An option to select the RAID Stripe size is made
available in the BTRFS Filesystem, via an option
in the BTRFS Config setup, with minimal change
to the existing code base.
Signed-off-by: Sanidhya Solanki <[email protected]>
---
fs/btrfs/Kconfig | 42 ++++++++++++++++++++++++++++++++++++++++++
fs/btrfs/Makefile | 2 ++
fs/btrfs/scrub.c | 4 ++++
fs/btrfs/super.c | 4 ++++
fs/btrfs/volumes.c | 2 +-
fs/btrfs/volumes.h | 4 +++-
6 files changed, 56 insertions(+), 2 deletions(-)
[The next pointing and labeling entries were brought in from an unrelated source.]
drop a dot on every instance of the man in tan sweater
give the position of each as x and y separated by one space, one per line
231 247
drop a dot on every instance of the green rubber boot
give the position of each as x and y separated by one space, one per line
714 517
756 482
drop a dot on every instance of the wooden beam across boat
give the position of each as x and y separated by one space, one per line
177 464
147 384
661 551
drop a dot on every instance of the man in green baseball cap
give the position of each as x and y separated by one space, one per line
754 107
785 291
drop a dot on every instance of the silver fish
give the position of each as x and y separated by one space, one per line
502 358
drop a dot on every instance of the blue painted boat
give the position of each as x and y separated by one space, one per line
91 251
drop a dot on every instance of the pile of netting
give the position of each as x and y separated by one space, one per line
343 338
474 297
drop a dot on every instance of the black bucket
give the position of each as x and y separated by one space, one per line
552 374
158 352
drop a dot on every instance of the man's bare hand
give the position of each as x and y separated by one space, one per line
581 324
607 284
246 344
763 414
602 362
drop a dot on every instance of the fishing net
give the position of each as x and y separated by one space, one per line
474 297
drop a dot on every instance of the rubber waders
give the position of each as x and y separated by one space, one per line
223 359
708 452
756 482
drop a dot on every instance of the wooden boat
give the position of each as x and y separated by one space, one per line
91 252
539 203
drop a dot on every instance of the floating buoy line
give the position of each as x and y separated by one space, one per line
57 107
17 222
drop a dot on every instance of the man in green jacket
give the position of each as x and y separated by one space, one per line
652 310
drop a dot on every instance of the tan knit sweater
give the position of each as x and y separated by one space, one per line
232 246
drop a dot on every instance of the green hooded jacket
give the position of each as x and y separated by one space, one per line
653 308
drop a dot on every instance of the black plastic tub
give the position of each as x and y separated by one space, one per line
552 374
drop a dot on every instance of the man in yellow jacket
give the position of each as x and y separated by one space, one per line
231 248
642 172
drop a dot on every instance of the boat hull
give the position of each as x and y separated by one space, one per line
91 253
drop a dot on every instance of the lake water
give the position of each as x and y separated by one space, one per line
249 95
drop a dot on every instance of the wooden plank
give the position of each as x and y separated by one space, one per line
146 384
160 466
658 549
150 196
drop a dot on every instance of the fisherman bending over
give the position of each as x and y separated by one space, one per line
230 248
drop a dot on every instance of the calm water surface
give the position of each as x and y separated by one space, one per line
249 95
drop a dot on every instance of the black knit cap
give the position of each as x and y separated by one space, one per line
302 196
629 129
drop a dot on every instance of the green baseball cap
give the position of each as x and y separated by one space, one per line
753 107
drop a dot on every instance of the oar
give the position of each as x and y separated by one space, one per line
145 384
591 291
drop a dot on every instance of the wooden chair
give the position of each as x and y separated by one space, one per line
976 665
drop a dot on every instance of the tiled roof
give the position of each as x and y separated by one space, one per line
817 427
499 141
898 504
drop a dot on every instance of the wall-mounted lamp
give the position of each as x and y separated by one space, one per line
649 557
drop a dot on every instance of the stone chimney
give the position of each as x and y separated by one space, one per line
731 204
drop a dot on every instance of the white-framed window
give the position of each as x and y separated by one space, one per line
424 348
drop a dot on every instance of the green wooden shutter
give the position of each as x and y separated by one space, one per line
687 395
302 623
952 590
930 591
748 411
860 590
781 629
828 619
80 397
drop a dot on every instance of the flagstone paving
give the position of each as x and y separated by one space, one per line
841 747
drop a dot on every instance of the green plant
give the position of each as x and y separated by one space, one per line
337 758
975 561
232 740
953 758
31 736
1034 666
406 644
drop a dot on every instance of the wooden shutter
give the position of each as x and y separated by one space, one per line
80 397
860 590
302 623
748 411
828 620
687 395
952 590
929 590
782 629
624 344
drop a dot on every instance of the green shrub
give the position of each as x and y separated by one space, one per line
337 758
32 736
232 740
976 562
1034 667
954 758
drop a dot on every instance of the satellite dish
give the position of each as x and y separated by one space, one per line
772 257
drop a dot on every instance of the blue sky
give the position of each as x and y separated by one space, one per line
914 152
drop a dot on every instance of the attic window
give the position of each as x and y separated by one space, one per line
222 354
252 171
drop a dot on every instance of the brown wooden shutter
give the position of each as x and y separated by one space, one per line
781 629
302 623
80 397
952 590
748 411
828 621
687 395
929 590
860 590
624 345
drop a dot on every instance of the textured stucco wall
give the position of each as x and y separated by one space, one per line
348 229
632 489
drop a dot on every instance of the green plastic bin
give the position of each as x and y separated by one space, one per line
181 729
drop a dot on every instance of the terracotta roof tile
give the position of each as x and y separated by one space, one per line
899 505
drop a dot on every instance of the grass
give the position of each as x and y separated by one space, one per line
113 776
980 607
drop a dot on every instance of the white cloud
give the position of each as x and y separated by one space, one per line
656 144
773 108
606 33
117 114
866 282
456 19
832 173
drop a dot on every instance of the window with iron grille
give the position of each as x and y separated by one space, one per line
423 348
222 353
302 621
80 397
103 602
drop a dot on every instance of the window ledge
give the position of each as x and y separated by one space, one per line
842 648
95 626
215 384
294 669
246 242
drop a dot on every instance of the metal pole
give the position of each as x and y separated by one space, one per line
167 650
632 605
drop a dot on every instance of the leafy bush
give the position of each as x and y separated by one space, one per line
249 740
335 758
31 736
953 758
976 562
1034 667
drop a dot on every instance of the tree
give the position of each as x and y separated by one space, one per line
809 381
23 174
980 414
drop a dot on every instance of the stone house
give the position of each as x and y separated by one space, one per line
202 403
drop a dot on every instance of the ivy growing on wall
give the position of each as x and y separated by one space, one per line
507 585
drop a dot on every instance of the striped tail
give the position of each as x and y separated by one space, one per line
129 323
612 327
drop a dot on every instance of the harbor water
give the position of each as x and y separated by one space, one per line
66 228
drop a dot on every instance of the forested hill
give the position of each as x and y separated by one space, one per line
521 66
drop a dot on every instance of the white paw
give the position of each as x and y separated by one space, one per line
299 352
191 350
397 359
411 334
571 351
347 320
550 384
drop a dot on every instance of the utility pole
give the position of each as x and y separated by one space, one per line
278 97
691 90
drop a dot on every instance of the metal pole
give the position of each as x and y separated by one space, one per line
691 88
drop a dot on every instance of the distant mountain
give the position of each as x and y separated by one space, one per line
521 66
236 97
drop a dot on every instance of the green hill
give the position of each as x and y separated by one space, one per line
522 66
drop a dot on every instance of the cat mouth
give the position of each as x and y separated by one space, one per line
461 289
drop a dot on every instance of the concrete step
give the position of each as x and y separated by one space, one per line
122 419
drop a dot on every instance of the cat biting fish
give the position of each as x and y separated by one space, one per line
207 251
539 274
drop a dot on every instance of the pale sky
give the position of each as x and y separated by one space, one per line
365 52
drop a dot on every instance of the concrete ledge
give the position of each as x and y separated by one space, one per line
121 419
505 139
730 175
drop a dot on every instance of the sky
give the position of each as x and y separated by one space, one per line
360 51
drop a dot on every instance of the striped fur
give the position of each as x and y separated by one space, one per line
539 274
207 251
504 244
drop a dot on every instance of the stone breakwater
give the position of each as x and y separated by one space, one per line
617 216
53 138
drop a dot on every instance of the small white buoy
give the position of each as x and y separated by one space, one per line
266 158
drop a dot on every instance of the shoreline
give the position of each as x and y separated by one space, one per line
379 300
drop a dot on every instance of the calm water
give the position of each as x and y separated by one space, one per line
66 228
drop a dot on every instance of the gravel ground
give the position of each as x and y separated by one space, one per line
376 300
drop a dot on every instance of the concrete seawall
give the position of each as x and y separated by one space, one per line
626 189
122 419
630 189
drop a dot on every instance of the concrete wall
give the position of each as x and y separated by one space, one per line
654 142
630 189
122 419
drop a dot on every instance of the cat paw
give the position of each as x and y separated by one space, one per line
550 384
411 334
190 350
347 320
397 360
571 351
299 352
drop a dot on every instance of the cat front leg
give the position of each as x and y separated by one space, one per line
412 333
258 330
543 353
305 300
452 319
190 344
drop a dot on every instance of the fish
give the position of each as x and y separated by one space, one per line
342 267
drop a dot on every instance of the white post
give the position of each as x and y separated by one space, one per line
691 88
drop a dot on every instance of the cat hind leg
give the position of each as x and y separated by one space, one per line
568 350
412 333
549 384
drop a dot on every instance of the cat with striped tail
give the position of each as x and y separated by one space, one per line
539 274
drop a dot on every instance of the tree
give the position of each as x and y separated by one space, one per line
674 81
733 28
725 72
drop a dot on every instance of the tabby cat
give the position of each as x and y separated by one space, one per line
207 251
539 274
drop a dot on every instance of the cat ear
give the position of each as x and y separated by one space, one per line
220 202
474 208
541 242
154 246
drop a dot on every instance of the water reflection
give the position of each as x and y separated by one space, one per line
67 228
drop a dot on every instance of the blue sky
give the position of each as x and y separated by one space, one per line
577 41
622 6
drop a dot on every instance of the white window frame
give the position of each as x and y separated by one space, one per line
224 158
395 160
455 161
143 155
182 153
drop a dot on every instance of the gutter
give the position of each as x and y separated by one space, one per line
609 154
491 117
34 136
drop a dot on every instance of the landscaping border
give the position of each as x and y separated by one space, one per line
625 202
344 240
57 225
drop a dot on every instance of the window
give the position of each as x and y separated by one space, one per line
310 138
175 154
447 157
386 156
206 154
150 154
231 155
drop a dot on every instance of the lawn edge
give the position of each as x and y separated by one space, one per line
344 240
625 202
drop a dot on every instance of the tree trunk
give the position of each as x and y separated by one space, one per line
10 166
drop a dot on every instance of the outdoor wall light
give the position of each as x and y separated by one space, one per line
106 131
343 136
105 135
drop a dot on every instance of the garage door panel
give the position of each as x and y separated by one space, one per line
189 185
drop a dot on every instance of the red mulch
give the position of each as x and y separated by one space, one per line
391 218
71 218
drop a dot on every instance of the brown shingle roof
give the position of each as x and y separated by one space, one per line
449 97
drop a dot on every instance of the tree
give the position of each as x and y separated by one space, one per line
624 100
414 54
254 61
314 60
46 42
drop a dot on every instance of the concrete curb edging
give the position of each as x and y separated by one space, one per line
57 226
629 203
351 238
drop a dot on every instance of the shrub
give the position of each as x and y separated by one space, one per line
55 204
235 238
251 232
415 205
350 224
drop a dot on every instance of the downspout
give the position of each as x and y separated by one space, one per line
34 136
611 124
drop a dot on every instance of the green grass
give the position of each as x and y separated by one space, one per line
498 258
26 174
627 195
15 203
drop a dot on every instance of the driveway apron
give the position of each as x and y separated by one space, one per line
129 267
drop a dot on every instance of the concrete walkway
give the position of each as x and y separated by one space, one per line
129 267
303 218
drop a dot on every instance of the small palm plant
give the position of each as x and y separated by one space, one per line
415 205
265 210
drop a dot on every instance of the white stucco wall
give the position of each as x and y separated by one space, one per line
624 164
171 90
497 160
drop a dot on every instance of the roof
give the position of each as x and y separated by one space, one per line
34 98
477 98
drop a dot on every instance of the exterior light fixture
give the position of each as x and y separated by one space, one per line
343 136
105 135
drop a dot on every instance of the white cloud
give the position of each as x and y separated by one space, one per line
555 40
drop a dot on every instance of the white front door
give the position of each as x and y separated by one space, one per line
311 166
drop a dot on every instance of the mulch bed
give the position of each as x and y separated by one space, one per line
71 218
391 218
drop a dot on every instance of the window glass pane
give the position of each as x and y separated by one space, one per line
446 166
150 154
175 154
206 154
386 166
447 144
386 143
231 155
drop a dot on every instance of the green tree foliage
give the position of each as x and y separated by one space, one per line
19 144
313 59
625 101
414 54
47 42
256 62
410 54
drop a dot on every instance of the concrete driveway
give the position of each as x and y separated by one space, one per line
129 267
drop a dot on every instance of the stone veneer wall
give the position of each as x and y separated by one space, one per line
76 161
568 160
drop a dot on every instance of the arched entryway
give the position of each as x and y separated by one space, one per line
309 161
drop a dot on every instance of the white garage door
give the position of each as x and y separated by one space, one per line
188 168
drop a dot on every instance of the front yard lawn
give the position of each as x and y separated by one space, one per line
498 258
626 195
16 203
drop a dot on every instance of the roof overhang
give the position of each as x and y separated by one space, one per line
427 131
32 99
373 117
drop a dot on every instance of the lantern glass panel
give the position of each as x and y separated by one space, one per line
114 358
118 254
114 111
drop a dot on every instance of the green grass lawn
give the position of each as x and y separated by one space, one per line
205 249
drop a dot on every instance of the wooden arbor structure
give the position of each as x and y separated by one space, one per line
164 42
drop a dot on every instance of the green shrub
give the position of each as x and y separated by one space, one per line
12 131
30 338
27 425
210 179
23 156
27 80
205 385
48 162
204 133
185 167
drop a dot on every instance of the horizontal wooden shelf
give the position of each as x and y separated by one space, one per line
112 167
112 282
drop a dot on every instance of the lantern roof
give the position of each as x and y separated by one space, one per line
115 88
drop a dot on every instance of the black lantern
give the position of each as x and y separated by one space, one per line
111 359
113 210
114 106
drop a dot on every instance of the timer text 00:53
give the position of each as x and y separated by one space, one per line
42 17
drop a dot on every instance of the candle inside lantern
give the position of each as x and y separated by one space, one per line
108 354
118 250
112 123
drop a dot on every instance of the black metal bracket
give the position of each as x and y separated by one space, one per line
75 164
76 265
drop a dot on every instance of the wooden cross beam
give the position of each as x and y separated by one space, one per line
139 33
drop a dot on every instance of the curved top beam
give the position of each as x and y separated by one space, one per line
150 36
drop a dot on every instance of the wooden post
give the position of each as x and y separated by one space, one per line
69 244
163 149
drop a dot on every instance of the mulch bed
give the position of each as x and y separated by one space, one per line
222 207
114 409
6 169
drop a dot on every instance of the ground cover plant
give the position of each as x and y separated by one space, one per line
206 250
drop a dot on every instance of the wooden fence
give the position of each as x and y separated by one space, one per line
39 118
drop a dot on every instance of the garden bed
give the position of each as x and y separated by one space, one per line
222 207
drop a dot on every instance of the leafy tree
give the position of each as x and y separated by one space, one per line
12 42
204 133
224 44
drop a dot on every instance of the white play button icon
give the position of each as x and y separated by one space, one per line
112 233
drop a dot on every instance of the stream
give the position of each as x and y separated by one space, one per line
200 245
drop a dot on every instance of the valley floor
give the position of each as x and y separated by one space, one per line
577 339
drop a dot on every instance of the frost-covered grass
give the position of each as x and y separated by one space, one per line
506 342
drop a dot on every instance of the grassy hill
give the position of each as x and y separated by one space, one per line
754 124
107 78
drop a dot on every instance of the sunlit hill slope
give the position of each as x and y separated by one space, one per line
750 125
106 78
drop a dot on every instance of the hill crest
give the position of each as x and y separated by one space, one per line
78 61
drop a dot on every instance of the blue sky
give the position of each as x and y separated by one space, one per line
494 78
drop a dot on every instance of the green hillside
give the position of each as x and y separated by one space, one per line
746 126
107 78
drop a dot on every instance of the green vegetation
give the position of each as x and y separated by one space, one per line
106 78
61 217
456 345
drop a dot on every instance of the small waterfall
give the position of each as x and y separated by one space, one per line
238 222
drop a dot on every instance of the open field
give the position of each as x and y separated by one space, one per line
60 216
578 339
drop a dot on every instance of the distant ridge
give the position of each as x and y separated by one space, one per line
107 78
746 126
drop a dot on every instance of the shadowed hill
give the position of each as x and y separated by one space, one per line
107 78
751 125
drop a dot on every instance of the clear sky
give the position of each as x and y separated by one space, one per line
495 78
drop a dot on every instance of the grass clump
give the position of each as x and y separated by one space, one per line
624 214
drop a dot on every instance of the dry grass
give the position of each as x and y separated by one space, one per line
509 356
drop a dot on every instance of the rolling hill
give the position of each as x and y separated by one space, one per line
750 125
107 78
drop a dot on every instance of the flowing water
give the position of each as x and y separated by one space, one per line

diff --git a/fs/btrfs/Kconfig b/fs/btrfs/Kconfig
index 80e9c18..1454d21 100644
--- a/fs/btrfs/Kconfig
+++ b/fs/btrfs/Kconfig
@@ -28,6 +28,48 @@ config BTRFS_FS
If unsure, say N.
+choice
+ prompt "Choose Stripe Size"
+ default RS_1024
+ help
+ Allows you to select the size of the stripe, which is the smallest sized
+ data block to be replicated.
+ Selecting a larger size than your physical block size may lead to data
+ fragmentation in some cases.
+
+ config RS_512
+ bool "512 bytes"
+
+ config RS_1024
+ bool "1024 bytes"
+
+ config RS_2048
+ bool "2048 bytes"
+
+ config RS_4096
+ bool "4096 bytes"
+
+ config RS_8192
+ bool "8192 bytes"
+
+ config RS_16384
+ bool "16384 bytes"
+
+ config RS_32768
+ bool "32768 bytes"
+
+endchoice
+
+config BTRFS_RAID_STRIPE
+ int
+ default 512 if RS_512
+ default 1024 if RS_1024
+ default 2048 if RS_2048
+ default 4096 if RS_4096
+ default 8192 if RS_8192
+ default 16384 if RS_16384
+ default 32768 if RS_32768
+
config BTRFS_FS_POSIX_ACL
bool "Btrfs POSIX Access Control Lists"
depends on BTRFS_FS
diff --git a/fs/btrfs/Makefile b/fs/btrfs/Makefile
index 6d1d0b9..1c4e384 100644
--- a/fs/btrfs/Makefile
+++ b/fs/btrfs/Makefile
@@ -17,3 +17,5 @@ btrfs-$(CONFIG_BTRFS_FS_CHECK_INTEGRITY) += check-integrity.o
btrfs-$(CONFIG_BTRFS_FS_RUN_SANITY_TESTS) += tests/free-space-tests.o \
tests/extent-buffer-tests.o tests/btrfs-tests.o \
tests/extent-io-tests.o tests/inode-tests.o tests/qgroup-tests.o
+
+btrfs-$(CONFIG_BTRFS_RAID_STRIPE) += scrub.o super.o volumes.o
diff --git a/fs/btrfs/scrub.c b/fs/btrfs/scrub.c
index b091d94..4d0f802 100644
--- a/fs/btrfs/scrub.c
+++ b/fs/btrfs/scrub.c
@@ -63,6 +63,10 @@ struct scrub_ctx;
*/
#define SCRUB_MAX_PAGES_PER_BLOCK 16 /* 64k per node/leaf/sector */
+#define STRIPE_LENGTH CONFIG_BTRFS_RAID_STRIPE
+
+#define BTRFS_STRIPE_LEN (64 * STRIPE_LENGTH)
+
struct scrub_recover {
atomic_t refs;
struct btrfs_bio *bbio;
diff --git a/fs/btrfs/super.c b/fs/btrfs/super.c
index 24154e4..3d91f8d 100644
--- a/fs/btrfs/super.c
+++ b/fs/btrfs/super.c
@@ -64,6 +64,10 @@
#define CREATE_TRACE_POINTS
#include <trace/events/btrfs.h>
+#define STRIPE_LENGTH CONFIG_BTRFS_RAID_STRIPE
+
+#define BTRFS_STRIPE_LEN (64 * STRIPE_LENGTH)
+
static const struct super_operations btrfs_super_ops;
static struct file_system_type btrfs_fs_type;
diff --git a/fs/btrfs/volumes.c b/fs/btrfs/volumes.c
index 4564522..e1b2e5c 100644
--- a/fs/btrfs/volumes.c
+++ b/fs/btrfs/volumes.c
@@ -4461,7 +4461,7 @@ static int btrfs_cmp_device_info(const void *a, const void *b)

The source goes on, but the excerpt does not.